Ein paar Wochen später konnte ich über meine Gedanken von damals nur noch lächeln. Natürlich hatten wir uns zu Hause eingegroovt, natürlich hatten wir Schritt für Schritt heraus gefunden, was unser Baby wollte und brauchte. Wir waren in unsere neue Aufgabe reingewachsen. Wir waren nicht perfekt, aber wir kriegten es hin, dass alle den Tag überlebten und dabei sogar noch glücklich waren – das war doch schon mal ein riesen Erfolg. 

Kurz vor der Geburt meines zweiten Kindes dann wieder diese Gedanken? Wie soll ich ein Baby stillen und gleichzeitig für ein Kleinkind da sein? Wie soll ich beide Kinder ins Bett bringen? Wie soll ich meine Tochter aus der Kita abholen, wenn diese Uhrzeit voll den Schlaf des Babys reinfällt. Und wer hatte überhaupt diese absurde Idee, ein zweites Kind zu bekommen – gerade jetzt, wo mit dem ersten alles so prima läuft? 

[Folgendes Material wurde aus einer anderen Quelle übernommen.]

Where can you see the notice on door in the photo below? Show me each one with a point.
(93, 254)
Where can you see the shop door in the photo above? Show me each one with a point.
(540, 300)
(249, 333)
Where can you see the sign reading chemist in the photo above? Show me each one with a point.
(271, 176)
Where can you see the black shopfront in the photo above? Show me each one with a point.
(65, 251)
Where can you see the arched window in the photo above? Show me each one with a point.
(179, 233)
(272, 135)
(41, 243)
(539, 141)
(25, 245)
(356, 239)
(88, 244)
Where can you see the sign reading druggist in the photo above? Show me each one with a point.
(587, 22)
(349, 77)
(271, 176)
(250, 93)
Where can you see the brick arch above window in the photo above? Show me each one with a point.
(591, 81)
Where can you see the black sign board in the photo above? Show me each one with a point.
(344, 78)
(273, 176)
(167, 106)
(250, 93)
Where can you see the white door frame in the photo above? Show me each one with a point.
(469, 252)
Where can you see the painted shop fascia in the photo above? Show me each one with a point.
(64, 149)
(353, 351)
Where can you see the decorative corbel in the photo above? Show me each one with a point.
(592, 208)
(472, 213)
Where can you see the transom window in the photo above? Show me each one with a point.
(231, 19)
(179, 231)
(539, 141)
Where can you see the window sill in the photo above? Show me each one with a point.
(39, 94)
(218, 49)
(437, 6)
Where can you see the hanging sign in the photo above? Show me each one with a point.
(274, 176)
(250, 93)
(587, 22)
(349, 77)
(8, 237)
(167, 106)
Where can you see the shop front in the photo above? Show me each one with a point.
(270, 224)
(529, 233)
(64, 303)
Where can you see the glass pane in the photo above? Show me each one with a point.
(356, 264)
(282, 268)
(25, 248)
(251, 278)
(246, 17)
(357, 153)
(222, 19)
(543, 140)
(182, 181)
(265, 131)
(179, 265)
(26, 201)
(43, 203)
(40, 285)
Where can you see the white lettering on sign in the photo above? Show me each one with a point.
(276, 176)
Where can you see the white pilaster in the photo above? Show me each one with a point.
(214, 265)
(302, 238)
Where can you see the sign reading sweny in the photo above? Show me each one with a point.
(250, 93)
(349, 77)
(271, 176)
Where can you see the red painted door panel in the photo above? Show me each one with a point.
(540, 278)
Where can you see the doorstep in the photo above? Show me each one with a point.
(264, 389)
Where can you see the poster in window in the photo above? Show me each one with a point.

Ein paar Wochen später war ich zwar unheimlich müde und auch oft an meiner Grenze – aber ich merkte: Das geht alles irgendwie. Ich kann das Baby stillen und gleichzeitig dem Kleinkind vorlesen. Die Große kriegt keinen Schaden davon, wenn sie Ipad gucken darf, während ich das Baby ins Bett bringe. Wir hatten uns wieder eingegroovt, wir waren wieder nicht perfekt – aber wir überlebten und waren dabei ganz schön happy.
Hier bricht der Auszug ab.